The US now leads the world in Bitcoin mining following China’s ban

Bitcoin faced a major roadblock earlier this year when China cracked down on cryptocurrency and mining operations. The situation resulted in Bitcoin losing nearly half of its value in just a couple of months but in hindsight, it proved to be more of a hiccup than a hurdle.

When mining operators were forced out of China, they didn’t all shut down shop and cause the network to crumble. Sure, some cashed out and moved on to other ventures, but many others simply relocated. According to the latest data from the Cambridge Bitcoin Electricity Consumption Index, many of them ended up in the United States.

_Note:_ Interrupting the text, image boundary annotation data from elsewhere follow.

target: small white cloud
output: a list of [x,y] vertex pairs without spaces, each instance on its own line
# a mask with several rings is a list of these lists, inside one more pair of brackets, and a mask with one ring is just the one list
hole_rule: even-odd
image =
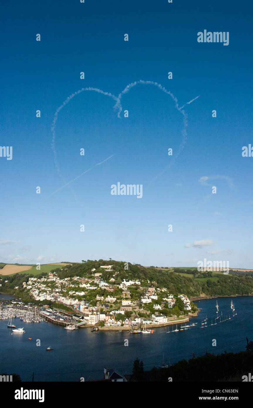
[[202,177],[200,177],[200,179],[198,180],[198,182],[202,186],[209,186],[209,187],[211,187],[213,184],[208,184],[207,181],[208,180],[216,180],[217,179],[222,179],[223,180],[226,180],[226,181],[227,182],[229,186],[231,189],[235,189],[235,187],[233,185],[233,180],[231,177],[229,177],[228,176],[219,175],[208,176],[203,176]]
[[214,245],[215,242],[212,239],[202,239],[201,241],[195,241],[193,243],[193,246],[198,248],[202,248],[202,246],[207,245]]

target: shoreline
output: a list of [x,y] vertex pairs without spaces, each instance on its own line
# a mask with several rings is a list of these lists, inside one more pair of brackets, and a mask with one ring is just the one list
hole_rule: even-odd
[[194,300],[202,300],[202,299],[216,299],[218,297],[238,297],[239,296],[253,296],[253,293],[250,295],[216,295],[213,296],[194,296],[190,298],[191,302]]
[[[166,322],[163,323],[160,323],[159,324],[147,324],[146,325],[146,327],[147,328],[152,327],[152,328],[154,328],[155,327],[164,327],[165,326],[171,326],[173,324],[180,324],[180,323],[185,323],[189,321],[191,317],[196,317],[198,316],[197,313],[195,313],[194,315],[191,315],[189,316],[189,317],[185,317],[183,319],[176,319],[175,320],[171,320],[169,322]],[[140,328],[142,329],[145,326],[145,324],[141,324]],[[93,327],[92,325],[89,324],[88,325],[84,325],[83,326],[80,326],[80,328],[89,328],[90,327]],[[99,330],[131,330],[131,327],[123,327],[121,326],[103,326],[103,327],[99,327]]]

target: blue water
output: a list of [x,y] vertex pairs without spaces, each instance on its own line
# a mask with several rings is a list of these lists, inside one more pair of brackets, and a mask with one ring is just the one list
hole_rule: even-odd
[[[190,322],[197,322],[196,326],[169,334],[166,333],[168,326],[166,329],[154,328],[153,334],[147,335],[124,331],[92,333],[90,328],[69,331],[50,323],[27,323],[18,318],[13,319],[13,323],[17,328],[23,326],[26,333],[12,334],[7,327],[8,321],[1,320],[0,373],[20,374],[23,381],[31,381],[33,372],[35,381],[77,381],[81,376],[87,380],[102,378],[104,366],[122,374],[130,374],[136,357],[143,361],[144,369],[149,370],[162,363],[163,353],[165,364],[173,364],[191,358],[193,353],[195,357],[203,355],[207,350],[215,354],[225,350],[244,350],[246,336],[249,341],[253,340],[253,297],[232,299],[237,315],[230,320],[209,326],[217,316],[216,299],[196,301],[202,310]],[[229,297],[218,299],[219,315],[222,311],[223,316],[228,317],[230,313],[231,316],[230,300]],[[209,326],[200,329],[206,315]],[[29,337],[33,340],[29,340]],[[40,346],[36,345],[37,339]],[[124,345],[125,339],[128,340],[128,346]],[[212,345],[213,339],[216,347]],[[46,351],[49,346],[53,351]]]

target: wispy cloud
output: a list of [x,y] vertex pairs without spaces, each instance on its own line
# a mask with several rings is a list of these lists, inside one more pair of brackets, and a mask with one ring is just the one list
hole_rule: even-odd
[[214,245],[215,242],[213,239],[202,239],[200,241],[195,241],[193,243],[193,246],[197,248],[202,248],[203,246],[208,245]]
[[8,245],[10,244],[18,244],[20,241],[11,241],[10,239],[6,239],[5,241],[0,241],[0,245]]
[[184,248],[189,248],[190,247],[191,247],[191,244],[189,244],[189,242],[187,242],[186,245],[184,245]]
[[230,188],[231,188],[231,190],[235,189],[233,180],[231,177],[229,177],[228,176],[219,175],[216,176],[203,176],[203,177],[200,177],[200,179],[198,180],[198,182],[200,183],[202,186],[208,186],[209,187],[212,187],[213,184],[209,184],[207,182],[209,180],[216,180],[218,179],[226,180],[226,181],[227,182]]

At the height of the cryptocurrency’s run this past April, roughly 46 percent of the global Bitcoin network hashrate (the measure of computational power used when mining) originated in China with the US having an average monthly share of just 16.8 percent. By August, China was no longer on the map, but the US’ share of the global Bitcoin network hashrate had climbed to 35.4 percent. The next closest competitor, Kazakhstan, accounted for 18.1 percent in August.

The CBECI further noted that total Bitcoin electricity consumption for September 2021 was 7.97 terawatt-hours.

Just last month, a holding company in Pennsylvania purchased a power plant that burns waste coal to power Bitcoin miners stored in onsite shipping containers.

Bitcoin has held steady around the $60,000 mark over the past month or so. Rather, it’s been alt and meme coins like Dogecoin and Shiba Inu that have made the most noise lately, with both generating impressive gains on the week.